Canceling credit cards for someone who has died is typically a simple process, but it may come at a time when loved ones find it difficult to handle such matters. Representatives at credit card companies usually understand your situation if you are a surviving spouse or family member, and they should provide information to make the process as easy as possible. Canceling credit cards avoids the possibility of fraud or identity theft.
Pay money owed on the credit card before canceling if you are an heir or administrator of the deceased’s estate. Any debts owed will be passed on to the deceased’s estate and will affect the beneficiaries. You may handle this procedure when canceling the card if you choose.
Call the credit card company using the number located on the back of the card.

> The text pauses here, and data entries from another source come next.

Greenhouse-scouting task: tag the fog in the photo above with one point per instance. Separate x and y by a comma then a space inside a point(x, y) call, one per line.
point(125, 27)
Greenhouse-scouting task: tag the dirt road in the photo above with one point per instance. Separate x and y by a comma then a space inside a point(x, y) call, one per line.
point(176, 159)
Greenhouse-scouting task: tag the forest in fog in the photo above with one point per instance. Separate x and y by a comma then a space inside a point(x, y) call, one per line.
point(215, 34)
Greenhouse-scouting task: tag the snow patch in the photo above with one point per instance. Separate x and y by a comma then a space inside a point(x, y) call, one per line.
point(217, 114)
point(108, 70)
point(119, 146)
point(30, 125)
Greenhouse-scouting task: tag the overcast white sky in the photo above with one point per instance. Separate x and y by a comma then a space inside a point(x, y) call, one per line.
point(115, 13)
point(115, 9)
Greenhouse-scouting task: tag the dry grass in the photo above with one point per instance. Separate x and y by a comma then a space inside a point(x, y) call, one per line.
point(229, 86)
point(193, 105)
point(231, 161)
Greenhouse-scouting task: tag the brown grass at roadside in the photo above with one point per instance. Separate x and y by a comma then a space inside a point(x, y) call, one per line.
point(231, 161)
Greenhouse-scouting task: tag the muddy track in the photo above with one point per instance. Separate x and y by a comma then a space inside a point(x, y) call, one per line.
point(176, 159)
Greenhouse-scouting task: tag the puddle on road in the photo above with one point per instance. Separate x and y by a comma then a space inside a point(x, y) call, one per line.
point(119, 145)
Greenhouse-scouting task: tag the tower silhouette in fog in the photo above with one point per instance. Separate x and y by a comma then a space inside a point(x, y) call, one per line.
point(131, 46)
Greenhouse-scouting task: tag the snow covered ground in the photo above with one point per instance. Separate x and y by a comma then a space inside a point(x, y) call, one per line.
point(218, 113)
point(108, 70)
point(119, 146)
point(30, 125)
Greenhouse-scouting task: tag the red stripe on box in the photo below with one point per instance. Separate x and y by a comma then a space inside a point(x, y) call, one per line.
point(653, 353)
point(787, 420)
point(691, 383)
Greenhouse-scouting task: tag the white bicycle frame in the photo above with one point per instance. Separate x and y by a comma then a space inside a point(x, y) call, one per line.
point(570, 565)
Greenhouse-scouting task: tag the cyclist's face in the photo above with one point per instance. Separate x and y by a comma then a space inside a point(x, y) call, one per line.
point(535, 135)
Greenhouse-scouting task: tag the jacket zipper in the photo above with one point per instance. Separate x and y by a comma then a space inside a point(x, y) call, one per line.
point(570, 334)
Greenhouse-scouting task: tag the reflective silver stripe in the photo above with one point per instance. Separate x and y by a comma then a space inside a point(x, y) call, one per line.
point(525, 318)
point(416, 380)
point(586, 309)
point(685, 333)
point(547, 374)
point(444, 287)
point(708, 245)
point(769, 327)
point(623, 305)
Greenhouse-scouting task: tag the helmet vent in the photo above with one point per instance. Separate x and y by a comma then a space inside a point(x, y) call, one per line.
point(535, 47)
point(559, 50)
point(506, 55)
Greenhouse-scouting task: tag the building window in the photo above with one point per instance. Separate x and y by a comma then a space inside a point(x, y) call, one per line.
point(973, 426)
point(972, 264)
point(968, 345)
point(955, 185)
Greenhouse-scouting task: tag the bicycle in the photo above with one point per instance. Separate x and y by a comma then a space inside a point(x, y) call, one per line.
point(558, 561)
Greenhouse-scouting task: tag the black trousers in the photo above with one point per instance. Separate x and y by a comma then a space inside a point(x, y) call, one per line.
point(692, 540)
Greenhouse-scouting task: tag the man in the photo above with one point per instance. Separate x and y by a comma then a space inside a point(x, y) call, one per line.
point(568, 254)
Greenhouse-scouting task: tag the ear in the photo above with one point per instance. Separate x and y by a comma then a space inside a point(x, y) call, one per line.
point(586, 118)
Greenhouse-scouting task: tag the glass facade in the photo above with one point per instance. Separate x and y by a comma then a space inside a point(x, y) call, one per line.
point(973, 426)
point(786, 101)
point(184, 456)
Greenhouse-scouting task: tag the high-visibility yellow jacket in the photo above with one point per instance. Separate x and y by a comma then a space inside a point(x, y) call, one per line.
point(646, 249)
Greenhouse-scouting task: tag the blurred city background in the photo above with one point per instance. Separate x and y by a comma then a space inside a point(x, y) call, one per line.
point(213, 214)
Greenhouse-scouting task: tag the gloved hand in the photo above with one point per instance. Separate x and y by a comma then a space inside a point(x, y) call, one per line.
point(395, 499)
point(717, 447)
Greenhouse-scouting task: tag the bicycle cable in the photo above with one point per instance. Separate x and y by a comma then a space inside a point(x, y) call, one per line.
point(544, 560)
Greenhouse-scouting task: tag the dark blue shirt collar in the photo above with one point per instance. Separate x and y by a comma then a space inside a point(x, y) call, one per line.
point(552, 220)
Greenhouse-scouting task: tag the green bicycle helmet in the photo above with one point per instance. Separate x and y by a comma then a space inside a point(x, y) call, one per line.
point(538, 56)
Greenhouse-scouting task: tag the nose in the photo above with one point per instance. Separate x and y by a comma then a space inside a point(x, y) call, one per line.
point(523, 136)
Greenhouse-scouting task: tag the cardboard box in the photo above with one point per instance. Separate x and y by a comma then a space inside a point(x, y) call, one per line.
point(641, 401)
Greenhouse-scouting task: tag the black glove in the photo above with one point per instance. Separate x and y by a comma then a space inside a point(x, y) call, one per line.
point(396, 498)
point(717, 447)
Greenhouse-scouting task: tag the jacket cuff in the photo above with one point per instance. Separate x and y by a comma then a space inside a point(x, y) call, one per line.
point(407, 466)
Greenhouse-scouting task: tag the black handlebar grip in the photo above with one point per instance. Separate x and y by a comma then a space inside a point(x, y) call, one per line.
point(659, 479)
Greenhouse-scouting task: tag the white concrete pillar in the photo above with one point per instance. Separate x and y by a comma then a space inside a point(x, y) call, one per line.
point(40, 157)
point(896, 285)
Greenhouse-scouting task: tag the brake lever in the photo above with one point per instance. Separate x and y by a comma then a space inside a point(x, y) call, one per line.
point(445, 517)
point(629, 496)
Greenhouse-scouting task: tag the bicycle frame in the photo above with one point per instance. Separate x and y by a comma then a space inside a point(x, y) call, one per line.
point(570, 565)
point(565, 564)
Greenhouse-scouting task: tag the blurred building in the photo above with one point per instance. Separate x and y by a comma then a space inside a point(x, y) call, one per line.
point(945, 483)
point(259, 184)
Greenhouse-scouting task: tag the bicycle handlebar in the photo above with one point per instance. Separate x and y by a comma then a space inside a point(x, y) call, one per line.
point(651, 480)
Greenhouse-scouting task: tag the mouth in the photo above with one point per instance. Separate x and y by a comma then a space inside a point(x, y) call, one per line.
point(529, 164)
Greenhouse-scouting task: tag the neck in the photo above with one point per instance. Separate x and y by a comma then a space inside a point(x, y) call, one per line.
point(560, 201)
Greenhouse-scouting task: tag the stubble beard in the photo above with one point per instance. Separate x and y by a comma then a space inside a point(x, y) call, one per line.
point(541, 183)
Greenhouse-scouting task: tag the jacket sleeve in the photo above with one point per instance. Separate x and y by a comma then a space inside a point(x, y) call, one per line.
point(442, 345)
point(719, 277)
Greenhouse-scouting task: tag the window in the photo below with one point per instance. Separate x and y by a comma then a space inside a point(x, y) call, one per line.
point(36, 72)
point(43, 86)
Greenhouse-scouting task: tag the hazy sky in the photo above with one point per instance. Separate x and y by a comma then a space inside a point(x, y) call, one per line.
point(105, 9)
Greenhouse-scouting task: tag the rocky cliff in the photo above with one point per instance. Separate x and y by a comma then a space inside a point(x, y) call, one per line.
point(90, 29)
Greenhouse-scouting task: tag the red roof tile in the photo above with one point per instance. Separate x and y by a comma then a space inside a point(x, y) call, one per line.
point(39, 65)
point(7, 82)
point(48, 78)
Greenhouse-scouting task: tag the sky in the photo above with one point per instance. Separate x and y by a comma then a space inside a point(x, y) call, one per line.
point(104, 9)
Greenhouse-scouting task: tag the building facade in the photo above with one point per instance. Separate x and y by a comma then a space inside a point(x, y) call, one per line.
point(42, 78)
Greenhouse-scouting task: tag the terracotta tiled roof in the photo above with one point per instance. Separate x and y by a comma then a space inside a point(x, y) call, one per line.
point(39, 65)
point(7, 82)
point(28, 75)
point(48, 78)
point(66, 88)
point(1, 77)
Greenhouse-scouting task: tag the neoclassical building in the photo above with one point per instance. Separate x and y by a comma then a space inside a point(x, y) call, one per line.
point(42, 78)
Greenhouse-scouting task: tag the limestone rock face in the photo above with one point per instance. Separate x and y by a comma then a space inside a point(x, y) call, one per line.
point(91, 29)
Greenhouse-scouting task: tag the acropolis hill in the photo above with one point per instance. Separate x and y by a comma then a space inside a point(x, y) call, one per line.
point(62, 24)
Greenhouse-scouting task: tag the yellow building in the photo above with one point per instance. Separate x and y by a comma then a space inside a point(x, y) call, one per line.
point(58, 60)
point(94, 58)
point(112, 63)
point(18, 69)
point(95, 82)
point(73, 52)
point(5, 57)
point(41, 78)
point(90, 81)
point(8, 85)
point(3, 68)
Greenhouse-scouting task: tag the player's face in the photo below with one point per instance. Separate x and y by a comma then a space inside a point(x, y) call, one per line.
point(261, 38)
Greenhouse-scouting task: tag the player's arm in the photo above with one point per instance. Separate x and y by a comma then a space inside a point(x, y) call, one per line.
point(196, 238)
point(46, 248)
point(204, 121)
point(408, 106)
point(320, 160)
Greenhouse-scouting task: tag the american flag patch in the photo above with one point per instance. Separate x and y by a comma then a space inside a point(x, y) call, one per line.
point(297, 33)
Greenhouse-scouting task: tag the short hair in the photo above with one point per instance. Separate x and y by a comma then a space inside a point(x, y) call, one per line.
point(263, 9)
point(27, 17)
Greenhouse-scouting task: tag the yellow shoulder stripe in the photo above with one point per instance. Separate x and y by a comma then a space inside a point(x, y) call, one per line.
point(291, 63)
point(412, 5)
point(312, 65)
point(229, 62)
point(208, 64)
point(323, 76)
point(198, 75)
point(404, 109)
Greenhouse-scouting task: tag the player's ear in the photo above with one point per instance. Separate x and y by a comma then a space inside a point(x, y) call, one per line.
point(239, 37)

Tell the representative the reason you are canceling the card, even though you can cancel the card for any reason. Have details ready, including the person’s name, address and Social Security number, if necessary.
Request an itemized statement of the card service for information on possible recurring payments the deceased has set up. Most new charges are stopped once you cancel the card, but you need to contact merchants that still have subscriptions or regular payments listed for the deceased. Credit card companies cannot add late fees or annual fees while the estate is being settled, such as through probate, a process that monitors the deceased’s assets before distribution.
Find out if the decedent's account included any benefits such as accident life insurance for the beneficiaries. Also contact the deceased’s employer or union to find out if there are any benefits, including pensions or life insurance, to help pay off any debts.
Explain your situation if you are not able to pay any debts owed. If you do not have the financial means to pay off the debts, the credit card company will write off the debts and close the account.
Dispose of the card by shredding it or cutting it up after cancellation.